2017 was a year with a tremendous high, getting married in one of Preston’s most beautiful parks, and a few incredible lows, burying my father, a very close family friend and my uncle. We were keen to see the back of what had been a tricky, emotional year to navigate. What better way to end the year than with a bracing walk in the Lakes.
After a quiet Christmas Day we headed out to walk one of my husband’s favourite walks, The Old Man of Coniston. We headed out on a bright day and set off without maps or directions, just my husband’s fuzzy memory of walks with his dad some 15 years before.
We followed a concrete road that headed up past rushing waterfalls, then as the clouds drew in carried on up and up until we were stood aloft, overlooking the village. After a drink and sandwich stop we marched on, catching sight of a hardy pack of sodden, muddy trail bikers. Good men!

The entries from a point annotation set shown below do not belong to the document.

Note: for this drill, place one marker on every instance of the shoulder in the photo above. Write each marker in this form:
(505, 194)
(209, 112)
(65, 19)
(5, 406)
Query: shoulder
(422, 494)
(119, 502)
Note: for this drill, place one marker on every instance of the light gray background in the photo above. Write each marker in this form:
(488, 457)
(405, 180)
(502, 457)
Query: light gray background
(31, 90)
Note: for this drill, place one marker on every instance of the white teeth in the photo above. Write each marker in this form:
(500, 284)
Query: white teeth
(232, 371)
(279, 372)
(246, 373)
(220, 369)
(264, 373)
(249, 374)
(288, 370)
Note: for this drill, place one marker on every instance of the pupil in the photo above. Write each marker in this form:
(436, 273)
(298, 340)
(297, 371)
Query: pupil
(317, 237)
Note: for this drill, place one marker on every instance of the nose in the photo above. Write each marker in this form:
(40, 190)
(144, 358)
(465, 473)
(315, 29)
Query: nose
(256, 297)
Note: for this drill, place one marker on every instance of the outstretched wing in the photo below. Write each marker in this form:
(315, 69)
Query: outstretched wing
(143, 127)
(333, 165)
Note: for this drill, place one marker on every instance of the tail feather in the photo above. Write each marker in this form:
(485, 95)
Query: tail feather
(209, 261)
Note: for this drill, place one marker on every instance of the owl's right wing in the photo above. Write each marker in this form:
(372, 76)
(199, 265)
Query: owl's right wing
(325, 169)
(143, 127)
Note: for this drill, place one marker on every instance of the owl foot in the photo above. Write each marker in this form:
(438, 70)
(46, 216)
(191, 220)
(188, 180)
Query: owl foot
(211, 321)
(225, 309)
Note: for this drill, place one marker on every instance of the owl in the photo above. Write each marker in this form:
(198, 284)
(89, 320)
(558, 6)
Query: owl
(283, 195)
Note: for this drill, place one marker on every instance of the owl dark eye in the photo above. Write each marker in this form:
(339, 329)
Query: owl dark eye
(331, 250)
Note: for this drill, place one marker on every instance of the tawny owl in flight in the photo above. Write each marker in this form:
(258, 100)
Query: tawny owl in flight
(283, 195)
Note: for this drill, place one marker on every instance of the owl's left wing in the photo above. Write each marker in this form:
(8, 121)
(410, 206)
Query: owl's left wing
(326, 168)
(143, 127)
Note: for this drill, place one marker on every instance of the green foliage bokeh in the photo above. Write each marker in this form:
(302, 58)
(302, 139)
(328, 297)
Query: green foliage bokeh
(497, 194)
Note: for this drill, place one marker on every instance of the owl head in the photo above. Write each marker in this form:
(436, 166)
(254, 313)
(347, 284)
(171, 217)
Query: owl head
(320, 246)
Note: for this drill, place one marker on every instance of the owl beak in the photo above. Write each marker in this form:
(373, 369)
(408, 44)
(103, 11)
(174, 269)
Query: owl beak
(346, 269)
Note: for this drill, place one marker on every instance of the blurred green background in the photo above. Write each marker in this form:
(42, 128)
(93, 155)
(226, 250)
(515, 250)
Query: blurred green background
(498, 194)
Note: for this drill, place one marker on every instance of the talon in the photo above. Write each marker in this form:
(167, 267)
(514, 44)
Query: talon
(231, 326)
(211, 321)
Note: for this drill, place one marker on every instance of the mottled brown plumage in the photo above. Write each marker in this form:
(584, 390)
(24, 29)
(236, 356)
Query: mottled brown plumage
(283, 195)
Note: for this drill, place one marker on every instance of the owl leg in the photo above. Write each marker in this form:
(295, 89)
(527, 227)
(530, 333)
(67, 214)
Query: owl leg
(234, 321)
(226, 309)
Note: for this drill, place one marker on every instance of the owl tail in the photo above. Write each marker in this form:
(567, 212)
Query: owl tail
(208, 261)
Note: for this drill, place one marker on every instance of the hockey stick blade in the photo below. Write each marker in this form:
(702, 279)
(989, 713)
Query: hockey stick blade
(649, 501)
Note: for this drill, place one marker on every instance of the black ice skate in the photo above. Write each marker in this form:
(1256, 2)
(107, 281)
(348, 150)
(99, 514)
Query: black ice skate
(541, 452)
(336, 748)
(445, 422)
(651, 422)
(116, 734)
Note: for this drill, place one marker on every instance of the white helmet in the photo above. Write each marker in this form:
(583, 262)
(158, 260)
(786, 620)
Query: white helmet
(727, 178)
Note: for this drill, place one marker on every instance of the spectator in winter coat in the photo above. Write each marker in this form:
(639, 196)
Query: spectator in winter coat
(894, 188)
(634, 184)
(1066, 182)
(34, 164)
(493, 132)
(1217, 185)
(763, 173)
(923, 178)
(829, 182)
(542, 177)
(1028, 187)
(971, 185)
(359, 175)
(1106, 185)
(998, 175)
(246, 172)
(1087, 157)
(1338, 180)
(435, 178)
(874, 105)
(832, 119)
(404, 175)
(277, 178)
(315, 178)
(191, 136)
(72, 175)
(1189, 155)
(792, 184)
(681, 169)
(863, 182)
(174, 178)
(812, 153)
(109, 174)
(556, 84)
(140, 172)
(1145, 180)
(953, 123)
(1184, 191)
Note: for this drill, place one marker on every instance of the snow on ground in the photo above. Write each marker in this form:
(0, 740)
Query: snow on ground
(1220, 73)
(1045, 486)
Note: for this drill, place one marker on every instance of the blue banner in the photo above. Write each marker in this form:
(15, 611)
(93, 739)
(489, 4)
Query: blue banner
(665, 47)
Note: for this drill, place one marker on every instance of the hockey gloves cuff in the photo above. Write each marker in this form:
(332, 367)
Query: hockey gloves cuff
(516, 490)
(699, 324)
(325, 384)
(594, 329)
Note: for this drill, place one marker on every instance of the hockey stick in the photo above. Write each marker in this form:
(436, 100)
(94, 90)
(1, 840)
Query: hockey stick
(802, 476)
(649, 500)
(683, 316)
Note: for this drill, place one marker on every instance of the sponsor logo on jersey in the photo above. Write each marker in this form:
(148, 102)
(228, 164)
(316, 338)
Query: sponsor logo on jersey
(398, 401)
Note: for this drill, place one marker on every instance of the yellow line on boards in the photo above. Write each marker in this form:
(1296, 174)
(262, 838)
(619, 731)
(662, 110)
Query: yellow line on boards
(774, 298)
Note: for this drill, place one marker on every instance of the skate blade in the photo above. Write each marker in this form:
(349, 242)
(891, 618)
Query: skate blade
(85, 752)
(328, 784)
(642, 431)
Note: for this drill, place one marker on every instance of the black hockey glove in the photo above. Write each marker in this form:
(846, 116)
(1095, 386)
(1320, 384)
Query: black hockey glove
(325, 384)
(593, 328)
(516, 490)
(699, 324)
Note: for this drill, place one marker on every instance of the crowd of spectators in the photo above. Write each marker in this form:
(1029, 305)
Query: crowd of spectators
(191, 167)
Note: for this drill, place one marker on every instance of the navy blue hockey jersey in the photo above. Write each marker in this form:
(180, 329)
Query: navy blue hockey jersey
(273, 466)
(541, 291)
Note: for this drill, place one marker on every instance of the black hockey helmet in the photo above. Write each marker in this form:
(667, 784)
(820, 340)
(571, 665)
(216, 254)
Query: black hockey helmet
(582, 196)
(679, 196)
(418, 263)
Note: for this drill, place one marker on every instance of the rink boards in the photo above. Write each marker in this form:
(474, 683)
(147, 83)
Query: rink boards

Snow sat atop the hills and mountains. We followed a rugged path along to the remains of a crumbling slate building, Red Dell mining works.
We walked on, across boggy paths and tumbling rivers and streams; great to hear my son put his recently learned knowledge of the course of a river into context describing the different courses as we passed.
As we ascended we became more isolated, aside from a scattering of sheep it was just us and the elements. We pressed on until we felt it was time to head back, the cold was setting in, numbing our digits and sodden feet.
Before we left we took a drink of fresh mountain water and descended, as we did fog drew in behind us. Luckily we had started to head back down before the we had lost sight of the path.
Back down in the village we enjoyed a warm drink and spoke to a man who had cycled 15 miles from Barrow to Coniston and, like us, had started the ascent before bad weather drew in. He cheerfully told us tales of walking in the Lakes and wild camping in the Highlands of Scotland. He was a happy, brave soul who took is push bike over to Ireland, cycled around the north and west coast, stopping off along the way to wild camp. It sounded wonderful!